The shift toward animal free proteins even from within parts of the existing agricultural system is a signal of what’s to come: Precision Fermentation (PF) will disrupt the food industry – a process Catherine Tubb and Tony Seba describe in detail in the RethinkX report, Rethinking Food and Agriculture (2019) – and contrary to prevailing myths, it is already on track to become cost-competitive and eventually cheaper than the conventional livestock industry over the next decade.
But the disappearance of animal agriculture is just the beginning. According to Tubb and Seba, PF means that we will be capable of producing all kinds of different molecules from fats and oils to pigments and vitamins, and will open up endless possibilities for new products in the future. This will bring about profound change to the food system as a whole. And while each class of molecule is important the most important, the one that will drive the disruption, is protein.
The information here contains a summary of Rethinking Food and Agriculture, 2019 by Catherine Tubb and Tony Seba.
What is a Protein?
Proteins are a class of biomolecule that execute an immense number of functions to make life happen. They are found throughout nature, in plants, animals, fungi, and so on, and are responsible for the many key processes that keep them alive. The ability to manipulate proteins confers the ability to manipulate life itself.
There are many different types of proteins:
- Structural proteins (keratin, collagen)- Provide structure and support for the cell and the body and allow the body to move.
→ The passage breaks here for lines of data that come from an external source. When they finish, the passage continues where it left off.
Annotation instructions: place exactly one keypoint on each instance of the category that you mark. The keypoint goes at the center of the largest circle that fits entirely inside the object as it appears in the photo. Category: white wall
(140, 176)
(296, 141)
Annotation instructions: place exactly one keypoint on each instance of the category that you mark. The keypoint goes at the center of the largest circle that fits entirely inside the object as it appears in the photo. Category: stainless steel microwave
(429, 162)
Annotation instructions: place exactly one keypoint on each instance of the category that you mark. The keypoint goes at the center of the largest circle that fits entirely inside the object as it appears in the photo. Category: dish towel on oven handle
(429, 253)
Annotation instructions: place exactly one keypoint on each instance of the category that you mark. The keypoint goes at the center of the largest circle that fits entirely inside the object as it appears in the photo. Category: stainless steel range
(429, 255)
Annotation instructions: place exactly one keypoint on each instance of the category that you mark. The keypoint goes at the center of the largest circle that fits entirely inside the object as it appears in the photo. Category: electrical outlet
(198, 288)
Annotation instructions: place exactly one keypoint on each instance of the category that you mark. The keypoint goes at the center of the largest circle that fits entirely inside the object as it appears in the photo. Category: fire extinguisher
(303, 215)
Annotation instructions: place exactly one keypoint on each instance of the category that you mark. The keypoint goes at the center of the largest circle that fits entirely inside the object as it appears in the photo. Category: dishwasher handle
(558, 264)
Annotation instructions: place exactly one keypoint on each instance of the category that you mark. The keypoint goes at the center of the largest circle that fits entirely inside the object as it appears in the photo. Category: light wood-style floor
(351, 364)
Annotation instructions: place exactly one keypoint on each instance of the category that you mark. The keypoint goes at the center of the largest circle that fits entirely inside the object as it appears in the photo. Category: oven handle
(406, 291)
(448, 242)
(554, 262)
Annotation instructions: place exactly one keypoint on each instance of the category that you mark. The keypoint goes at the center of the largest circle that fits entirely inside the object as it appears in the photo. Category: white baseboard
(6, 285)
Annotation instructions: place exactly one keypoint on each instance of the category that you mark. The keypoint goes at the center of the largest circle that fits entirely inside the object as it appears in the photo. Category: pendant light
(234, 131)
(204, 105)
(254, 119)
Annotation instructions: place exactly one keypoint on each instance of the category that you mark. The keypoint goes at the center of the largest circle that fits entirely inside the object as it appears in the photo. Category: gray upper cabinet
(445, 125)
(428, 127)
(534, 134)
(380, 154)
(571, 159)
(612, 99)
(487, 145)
- Antibodies (immunoglobulin G) – Help protect the body against foreign particles such as viruses and bacteria.
- Enzymes (Amylase, Lactase) – Assist with the formation of new molecules by reading the genetic information in DNA. They speed up reactions and carry out almost all of the thousands of chemical reactions that take place in cells.
- Messenger proteins (Insulin, Growth hormone) – Transmit signals to coordinate biological processes between cells, tissues, and organs.
- Transport proteins (Hemoglobin, Ferritin) – Bind and carry atoms and small molecules within cells and throughout the body.